What could possibly go wrong? You need a good system to track funding, equipment and expenses in an organization like the Army, and beginning in the late nineties they developed a program to do just that. Unfortunately, things took a turn… (Emphasis mine)
The Global Combat Support System-Army, a logistical support system meant to track supplies, spare parts and other equipment, was launched in 1997. In 2003, the program switched from custom software to a web-based commercial software system.
About $95 million was spent before the switch was made, according to the report from the Department of Defense IG.
(Excerpt) Read more at hotair.com ...
Only in the Bampster’s America...
David Packard once told the Joint Chiefs that if he could, he’d fire them all. Something about the cost of coffee pots.
RE: Only in the Bampsters America...
This has been happening long before Bammy became President.
OMG!!! AMerica is so F@CKED UP!!!
OTOH, woe be it to the PFC/SGT/LT/CPT who lose accountability for a piece of equipment they have signed for.
Winning bidder needs to supply free freight to anywhere in the world, applicable power cords worldwide and have a 4 hour onsite world wide response should a unit fail.
The monitors will still cost $200 each, but the cost of freight and support means that these monitors may cost $600 each, easily.

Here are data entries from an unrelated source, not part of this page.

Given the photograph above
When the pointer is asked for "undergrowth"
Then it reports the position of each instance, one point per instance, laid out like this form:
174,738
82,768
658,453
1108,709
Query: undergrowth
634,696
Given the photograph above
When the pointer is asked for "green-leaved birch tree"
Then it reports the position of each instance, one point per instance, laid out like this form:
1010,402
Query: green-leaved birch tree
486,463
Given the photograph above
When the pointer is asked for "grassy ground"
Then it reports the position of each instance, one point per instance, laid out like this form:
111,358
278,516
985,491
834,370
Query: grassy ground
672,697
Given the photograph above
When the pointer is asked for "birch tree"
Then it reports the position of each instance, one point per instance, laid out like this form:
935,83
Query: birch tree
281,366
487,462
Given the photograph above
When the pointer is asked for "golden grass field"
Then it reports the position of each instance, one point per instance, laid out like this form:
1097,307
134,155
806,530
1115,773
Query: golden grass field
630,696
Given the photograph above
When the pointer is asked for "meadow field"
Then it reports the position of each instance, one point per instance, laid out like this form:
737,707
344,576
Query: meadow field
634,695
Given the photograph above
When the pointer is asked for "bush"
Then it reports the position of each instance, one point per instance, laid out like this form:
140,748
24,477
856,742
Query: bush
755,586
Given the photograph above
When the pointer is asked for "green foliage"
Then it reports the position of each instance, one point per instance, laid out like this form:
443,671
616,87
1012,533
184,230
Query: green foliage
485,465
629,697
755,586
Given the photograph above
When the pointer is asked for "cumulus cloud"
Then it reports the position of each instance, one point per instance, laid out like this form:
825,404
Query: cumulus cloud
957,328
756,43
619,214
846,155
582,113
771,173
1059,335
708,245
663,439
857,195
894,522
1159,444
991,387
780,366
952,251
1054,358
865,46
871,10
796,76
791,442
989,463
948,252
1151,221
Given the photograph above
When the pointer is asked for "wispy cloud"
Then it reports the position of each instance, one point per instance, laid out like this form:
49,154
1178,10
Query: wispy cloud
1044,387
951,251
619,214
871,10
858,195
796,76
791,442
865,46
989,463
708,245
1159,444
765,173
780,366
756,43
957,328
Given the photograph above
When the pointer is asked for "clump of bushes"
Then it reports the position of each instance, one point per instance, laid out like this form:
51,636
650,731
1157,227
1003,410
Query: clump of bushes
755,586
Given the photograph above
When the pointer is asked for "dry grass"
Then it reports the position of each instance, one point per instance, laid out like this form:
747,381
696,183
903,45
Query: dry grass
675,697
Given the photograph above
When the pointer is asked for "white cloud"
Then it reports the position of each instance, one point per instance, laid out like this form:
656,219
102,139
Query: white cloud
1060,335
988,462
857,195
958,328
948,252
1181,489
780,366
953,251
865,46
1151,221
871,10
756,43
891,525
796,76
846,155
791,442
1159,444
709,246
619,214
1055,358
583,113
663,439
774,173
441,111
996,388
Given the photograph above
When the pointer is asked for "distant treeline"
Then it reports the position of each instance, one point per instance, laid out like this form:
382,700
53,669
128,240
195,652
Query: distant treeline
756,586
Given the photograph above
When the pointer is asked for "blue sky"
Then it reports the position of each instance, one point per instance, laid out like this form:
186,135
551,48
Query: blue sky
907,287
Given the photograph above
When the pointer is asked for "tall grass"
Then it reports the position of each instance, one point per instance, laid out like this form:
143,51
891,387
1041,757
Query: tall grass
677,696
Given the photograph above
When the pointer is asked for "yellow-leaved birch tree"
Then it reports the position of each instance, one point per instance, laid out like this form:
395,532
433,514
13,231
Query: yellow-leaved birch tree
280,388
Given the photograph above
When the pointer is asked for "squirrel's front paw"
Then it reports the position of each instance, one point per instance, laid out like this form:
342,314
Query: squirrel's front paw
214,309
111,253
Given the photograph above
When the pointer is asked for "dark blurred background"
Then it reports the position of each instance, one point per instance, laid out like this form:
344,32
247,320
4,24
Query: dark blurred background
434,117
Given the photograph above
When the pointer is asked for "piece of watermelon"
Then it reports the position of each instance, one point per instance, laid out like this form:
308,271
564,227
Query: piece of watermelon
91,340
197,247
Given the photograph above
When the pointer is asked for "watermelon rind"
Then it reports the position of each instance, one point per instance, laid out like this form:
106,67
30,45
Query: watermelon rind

Modern monitors seldom fail, and it would be cheaper to ship a second monitor for free rather than provide this kind of support - whether CONUS or OCONUS.
Would also be easier to ship to those weird third world countries (like Afghanistan) a care package of power cables.
I completely understand a requirement like this for OCONUS - but why burden the CONUS purchasers with these expenses, except as an advanced form of cost shifting?
I’m in the military, and I’ve seen how complex and stupid a lot of this crap is. At the very basic Troop/Squadron level. I really don’t see how hard it is for them to lose billions of dollars. Actually, I can see why, I just don’t understand the why. It’s a damn Rube Goldberg when all they need a a ladder and a slide.
This has nothing to do with Obama. The DoD is not very good at keeping track of money. They never have been.
I hate it when that happens.
One often repeated political canard is that the military once spent a thousand dollars for a coffee pot.
The ‘coffee pot’ in question turned out to be a continuous flow machine like airlines routinely use and the Pentagon had paid $100 less than the going rate.
Once you start digging into claims about $1,000 wrenches, washing machines for tanks, and $10,000 toilet seats the stories fall apart.